Еще было не поздно. Стоило бросить на весы одно слово. И только на следующий день, во время свадьбы, я уже понял, что не произнесу его.
Тогда я танцевал в последний раз. Я кружил с Надей в бешеном танце, старательно изображая удалое веселье, все кружилось вокруг меня и вместе со мной. И вдруг я почувствовал, что уже прижимаю к себе не Надю: это была Анна, моя Анна, и, как утлый кораблик на волнах бурного моря, я вдруг стал падать, безвозвратно вовлекаемый в водоворот. "Анна!" - успел я крикнуть, выпуская Надю из объятий. Как пьяный, спотыкаясь, я выбрался из зала в темный сад.

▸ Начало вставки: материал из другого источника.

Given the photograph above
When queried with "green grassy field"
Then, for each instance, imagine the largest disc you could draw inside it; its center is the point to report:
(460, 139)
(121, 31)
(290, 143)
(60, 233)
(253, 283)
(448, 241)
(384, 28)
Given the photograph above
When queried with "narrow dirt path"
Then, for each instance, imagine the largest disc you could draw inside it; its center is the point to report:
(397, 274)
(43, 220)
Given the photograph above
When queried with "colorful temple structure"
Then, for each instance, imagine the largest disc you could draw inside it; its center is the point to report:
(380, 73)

Когда в ту ночь конь нес меня назад, в деревню, я чувствовал себя точно осужденный, отправляемый в пожизненное изгнание.
С тех пор я Надю не видел. Через день после этого она уехала. Только многим позднее я нашел в себе силы объясниться с Вардой. Я подыскивал слова, заикался, голос выдавал мое смятение. А Надя наверняка все знала и без объяснений.
Можно было бы и еще кое-что добавить к этой исповеди. Но нe мудрее ли позволить недогоревшим уголькам воспоминаний одному за другим погаснуть под грудой времени?

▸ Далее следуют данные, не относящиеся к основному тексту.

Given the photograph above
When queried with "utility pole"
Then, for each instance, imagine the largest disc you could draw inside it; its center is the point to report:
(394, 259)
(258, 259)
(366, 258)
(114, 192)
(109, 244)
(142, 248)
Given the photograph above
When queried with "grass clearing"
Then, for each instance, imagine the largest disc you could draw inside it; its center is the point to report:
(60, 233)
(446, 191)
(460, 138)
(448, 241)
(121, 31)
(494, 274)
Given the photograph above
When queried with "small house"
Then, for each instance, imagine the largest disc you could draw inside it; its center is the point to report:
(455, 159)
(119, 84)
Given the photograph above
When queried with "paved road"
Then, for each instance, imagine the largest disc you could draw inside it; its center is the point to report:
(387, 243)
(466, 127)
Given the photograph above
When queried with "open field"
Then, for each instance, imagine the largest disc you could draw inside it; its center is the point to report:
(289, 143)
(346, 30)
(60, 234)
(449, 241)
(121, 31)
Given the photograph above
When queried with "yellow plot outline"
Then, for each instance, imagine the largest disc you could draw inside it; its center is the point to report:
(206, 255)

Я не спрашивал Педро, но думаю, примерно так же поступает и он.
XIX
Итак, вы уже знаете, что и медик порой испытывает боль, которую должен лечить сам. Тут пригодятся несколько листков, вырванных из книги его собственных рецептов.
Две ложки тишины в звездную ночь. (Против одиночества, против гордыни, против зависти, против ненависти. После второй ложки тебе перестанет казаться, будто небесный свод вращается вокруг тебя. Ты уже не пуп вселенной, а попал в ковш Большой Медведицы вместе со всеми и со всем, вращаешься вокруг чего-то, несешься в направлении чего-то бесконечно большего, чем ты. В тяжелых случаях полезен и третий глоток.)

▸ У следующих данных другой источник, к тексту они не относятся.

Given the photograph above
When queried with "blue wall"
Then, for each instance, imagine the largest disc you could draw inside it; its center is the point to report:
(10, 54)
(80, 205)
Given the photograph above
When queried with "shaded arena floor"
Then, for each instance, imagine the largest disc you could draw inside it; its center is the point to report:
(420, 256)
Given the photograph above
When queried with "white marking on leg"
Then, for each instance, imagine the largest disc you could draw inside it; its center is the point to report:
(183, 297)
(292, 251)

Сядь на берегу реки и брось в воду камешек. И жди, пока круги на покрывшейся рябью глади не успокоятся до полной неподвижности. (Против гнева и взрывов злобы. Также если вдруг сердце забьется от горького воспоминания.)
Краткое пребывание на цветущем лугу. (Когда тебе кажется, будто ты уже все знаешь.)
Лечь во мху под высокой елью и через кружево ветвей смотреть на высокое небо сине-золотого дня. (Когда ты думаешь, что должен, ну просто должен все понимать.)
Пучок ландыша. (Против ожесточения.)
Веточка цветущей яблони. (Против печали и досады.)
Три глотка ледяной воды из источника на краю леса и две горсти - на раскаленные виски. (Против уcталости, иссохшего сердца и вообще, когда чувствуешь, что стареешь.)
Три раза в день застыть в изумлении перед красотой пестрого хвоста Педро. (Когда жизнь кажется кучей сухой земли.)
Издали наблюдать за детьми, когда они играют у кладбищенской ограды в "небо-пекло-рай". (Против страха смерти.)